Gazelle-Gazelle's mutation transformed her into a humanoid creature appearing similar to her namesake, with two long horns, fur, hoofed feet and an elongated snout. The nanobots also afforded her with tremendous speed and agility, which more than make up for the fact that her martial arts skills leave much to be desired. She often expresses jealousy towards her friends who look more human than she does, but on the whole is a very caring and nurturing figure. She continually competes with Flyer, one of her best friends.
Carmen-The youngest of the A.P.N.G. and daughter of Deadalus, Carmen works extra hard to prove herself to compensate for her dark legacy. She wants to make sure that everyone knows her as her own, capable formidable person, instead of the daughter of a supercriminal.
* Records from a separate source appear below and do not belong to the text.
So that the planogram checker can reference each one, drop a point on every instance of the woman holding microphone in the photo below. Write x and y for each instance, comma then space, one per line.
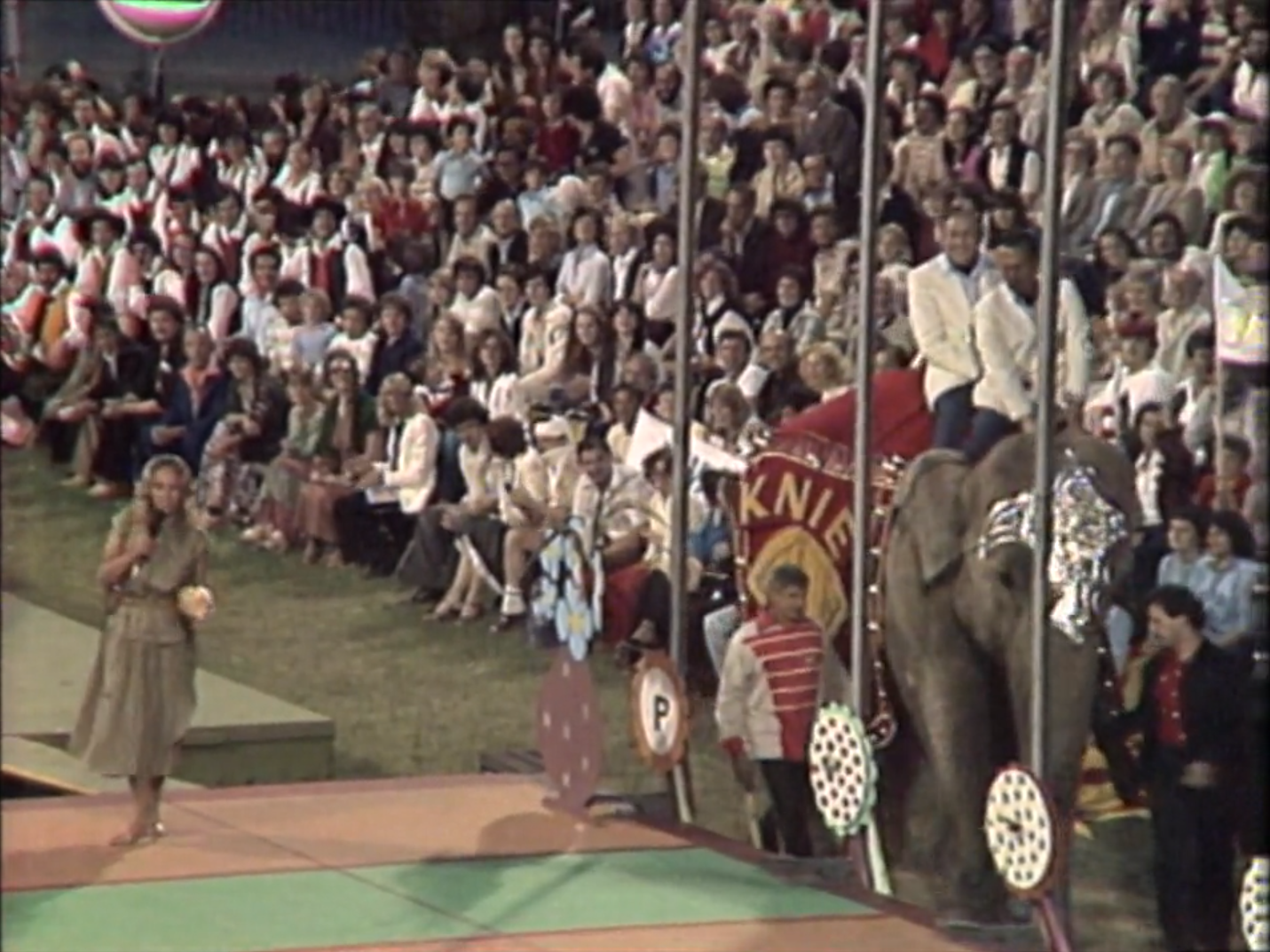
140, 696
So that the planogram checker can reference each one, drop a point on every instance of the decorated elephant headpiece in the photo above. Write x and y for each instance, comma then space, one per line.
1086, 530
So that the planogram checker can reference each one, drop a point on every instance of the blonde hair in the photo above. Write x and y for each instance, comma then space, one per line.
170, 462
395, 385
825, 361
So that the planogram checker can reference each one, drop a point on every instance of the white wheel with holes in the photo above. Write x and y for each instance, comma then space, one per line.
843, 771
1255, 904
1019, 822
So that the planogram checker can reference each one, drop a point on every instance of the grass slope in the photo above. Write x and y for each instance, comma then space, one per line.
410, 698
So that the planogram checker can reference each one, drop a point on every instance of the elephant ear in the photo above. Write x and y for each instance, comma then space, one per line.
930, 501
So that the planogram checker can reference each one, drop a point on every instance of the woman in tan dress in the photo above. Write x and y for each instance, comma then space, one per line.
140, 697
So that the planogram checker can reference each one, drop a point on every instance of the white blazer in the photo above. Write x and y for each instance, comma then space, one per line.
943, 319
1006, 336
414, 477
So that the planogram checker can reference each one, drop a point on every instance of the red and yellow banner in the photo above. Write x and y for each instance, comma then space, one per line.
794, 507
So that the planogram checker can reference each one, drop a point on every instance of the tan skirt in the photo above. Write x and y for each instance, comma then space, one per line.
138, 706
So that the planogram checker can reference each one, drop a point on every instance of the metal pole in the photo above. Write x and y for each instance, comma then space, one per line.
691, 127
1052, 203
863, 498
156, 74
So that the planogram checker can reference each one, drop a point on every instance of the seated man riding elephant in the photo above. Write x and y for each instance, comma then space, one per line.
954, 613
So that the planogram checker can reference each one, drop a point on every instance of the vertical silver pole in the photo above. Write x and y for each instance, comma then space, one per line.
13, 35
691, 41
863, 498
1052, 203
156, 74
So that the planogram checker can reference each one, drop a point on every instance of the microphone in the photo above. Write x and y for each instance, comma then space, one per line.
154, 522
154, 526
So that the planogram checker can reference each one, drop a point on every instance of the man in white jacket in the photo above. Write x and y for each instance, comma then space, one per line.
1006, 330
942, 298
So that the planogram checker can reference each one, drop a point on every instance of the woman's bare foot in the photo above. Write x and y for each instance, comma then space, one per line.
138, 831
256, 533
106, 490
446, 610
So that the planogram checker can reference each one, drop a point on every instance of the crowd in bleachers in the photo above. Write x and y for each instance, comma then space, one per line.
339, 303
410, 320
319, 292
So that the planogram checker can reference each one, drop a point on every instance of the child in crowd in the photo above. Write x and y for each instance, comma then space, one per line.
280, 334
314, 335
354, 335
777, 671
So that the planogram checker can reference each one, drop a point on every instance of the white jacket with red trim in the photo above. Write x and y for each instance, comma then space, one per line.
775, 677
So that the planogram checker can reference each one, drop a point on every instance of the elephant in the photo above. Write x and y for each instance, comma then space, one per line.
959, 654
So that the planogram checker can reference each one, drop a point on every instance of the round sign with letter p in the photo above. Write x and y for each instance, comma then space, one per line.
659, 712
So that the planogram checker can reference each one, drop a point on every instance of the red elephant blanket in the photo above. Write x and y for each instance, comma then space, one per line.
795, 499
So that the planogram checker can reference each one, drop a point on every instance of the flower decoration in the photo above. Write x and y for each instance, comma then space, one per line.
574, 621
551, 560
196, 603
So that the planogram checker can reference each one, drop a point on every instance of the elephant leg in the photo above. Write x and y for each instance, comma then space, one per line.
1072, 678
946, 696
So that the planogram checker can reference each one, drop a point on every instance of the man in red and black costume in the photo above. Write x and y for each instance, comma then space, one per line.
1190, 719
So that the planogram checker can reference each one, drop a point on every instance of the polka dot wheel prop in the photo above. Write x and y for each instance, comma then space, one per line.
1255, 905
1019, 822
843, 772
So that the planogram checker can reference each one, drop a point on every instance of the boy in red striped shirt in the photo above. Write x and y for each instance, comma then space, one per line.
777, 672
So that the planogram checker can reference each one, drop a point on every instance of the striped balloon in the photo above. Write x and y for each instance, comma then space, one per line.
159, 22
Since her father was banished, she was taken in by Gabriel and Thea like many other children and always strives to do her best in order to remind everyone, she is far more than her father's daughter.

Creators
New-Gen is created by J.D. Matonti, Julia Coppola, and Chris Matonti.The artist for the comic is Abdul Rashid.

Expanding into other media
A New-Gen animated series with Lena Headey, Luke Wilson, Finn Wolfhard and Anya Chalotra has been announced. 
New-Gen is a transmedia global brand that plans to extend into Motion Comics, Mobile Games, CGI Feature Films, Television Series, Video Games, Toys and Merchandising.
A.P.N.G. Enterprises announced the development of a NEW-GEN movie, written by Alison Wilgus, to star Mark Hamill.
A.P.N.G. also announced the development of motion comics developed and distributed by Visionbooks.